As with any musical choice, one can’t speak in terms of right and wrong, only in terms of tradeoffs. In terms of even versus uneven time . . .
Notice that Vini’s time lines up perfectly with Bruce’s album title, The Wild, the Innocent & the E Street Shuffle. When Vini left the band, Bruce’s sound became more assured; it never sounded as wild and innocent as when Vini was behind the kit.
Example 2 — Boom Carter on "Born to Run"
“Born to Run” sounds bigger than any other song on the album of the same name, and the decisive element may be Boom Carter’s drumming.

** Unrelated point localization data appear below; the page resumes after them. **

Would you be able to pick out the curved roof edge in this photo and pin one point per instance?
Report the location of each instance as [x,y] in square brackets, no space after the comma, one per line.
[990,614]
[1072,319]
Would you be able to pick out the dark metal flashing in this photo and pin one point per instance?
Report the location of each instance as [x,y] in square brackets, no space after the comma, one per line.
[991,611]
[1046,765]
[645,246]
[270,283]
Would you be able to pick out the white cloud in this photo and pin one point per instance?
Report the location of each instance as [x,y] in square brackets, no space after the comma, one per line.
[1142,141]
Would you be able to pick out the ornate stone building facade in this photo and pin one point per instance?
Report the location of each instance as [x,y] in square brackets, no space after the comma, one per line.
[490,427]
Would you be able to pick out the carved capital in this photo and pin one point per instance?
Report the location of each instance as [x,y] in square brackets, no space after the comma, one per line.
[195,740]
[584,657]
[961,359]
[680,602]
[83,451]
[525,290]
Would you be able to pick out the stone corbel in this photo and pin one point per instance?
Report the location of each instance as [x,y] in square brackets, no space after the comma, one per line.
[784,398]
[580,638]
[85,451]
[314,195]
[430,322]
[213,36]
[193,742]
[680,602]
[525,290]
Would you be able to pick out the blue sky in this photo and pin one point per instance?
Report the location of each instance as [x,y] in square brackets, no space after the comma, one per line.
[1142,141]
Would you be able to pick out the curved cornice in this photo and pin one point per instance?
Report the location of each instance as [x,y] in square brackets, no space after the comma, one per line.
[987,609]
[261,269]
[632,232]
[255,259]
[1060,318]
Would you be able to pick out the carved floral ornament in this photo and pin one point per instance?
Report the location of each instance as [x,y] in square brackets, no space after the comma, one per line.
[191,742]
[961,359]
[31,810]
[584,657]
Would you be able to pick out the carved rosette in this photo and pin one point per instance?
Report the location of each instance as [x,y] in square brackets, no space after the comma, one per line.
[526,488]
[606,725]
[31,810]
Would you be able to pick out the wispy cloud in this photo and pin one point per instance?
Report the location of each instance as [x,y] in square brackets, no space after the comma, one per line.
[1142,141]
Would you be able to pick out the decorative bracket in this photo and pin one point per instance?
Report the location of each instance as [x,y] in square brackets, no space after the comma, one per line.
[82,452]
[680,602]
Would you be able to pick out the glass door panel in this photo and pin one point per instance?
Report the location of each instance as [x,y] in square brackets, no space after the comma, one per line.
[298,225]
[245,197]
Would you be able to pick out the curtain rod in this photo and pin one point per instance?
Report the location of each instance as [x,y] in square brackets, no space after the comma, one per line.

Of the three drummers in this comparison, his time is the most even, the roundest.
Because the drum feel is rounder, we actually pay less attention to the drums and more attention to Bruce. (Whereas, were it shaped otherwise, our ears would be drawn to the idiosyncrasies of the feel and thus the rest of the band.) More than any other song on the album, perhaps in his entire recorded output, “Born to Run” presents an iconic Bruce. On “Rosalita” Bruce sounds like a comer; on “Born to Run,” he comes across as star, a rebel heartthrob. The roundness of the Boom Carter’s drum feel lets the song roll out before him like a wide-open and smoothly-paved road, and Bruce knows just what to do with it. This is a Bruce with higher production values. He is not so innocent anymore.
Example 3 — Max Weinberg on "Jungleland"
The drums enter at 1:50, and now we’re hearing Max Weinberg. Max’s time is not as round as Boom Carter’s and not as wildly misshapened as Vini’s. But Max’s feel does not lie at the midway point between those two. He’s off to the side. His drumming exudes a certain muscularity, a sense of sweat and effort that wonderfully evokes the struggles heard in the lyrics. The flavor of Max’s drumming has a lot to do with Bruce’s subsequent musical identity.
Compare the clunky tension of “Jungleland” with the relative smoothness of “Born to Run,” and consider what each song might have lost had the drummers been switched. Max’s rendering of “Born to Run” might have lacked the easy roll and widescreen hugeness that Boom brought to the song, and Boom’s rendering of “Jungleland” might have lacked the drama that Max gives it.
Finally, remember that each drummer is working with and against Bruce’s own sense of time, which is not so round. Indeed, his singing and guitar playing, like Max’s drumming, evoke the effort-filled lives depicted in his songs. Listen to his solo performance of “Atlantic City” and see if you don’t agree. In the very feel of his strumming and singing, you can hear the uphill battle facing the song’s protagonist.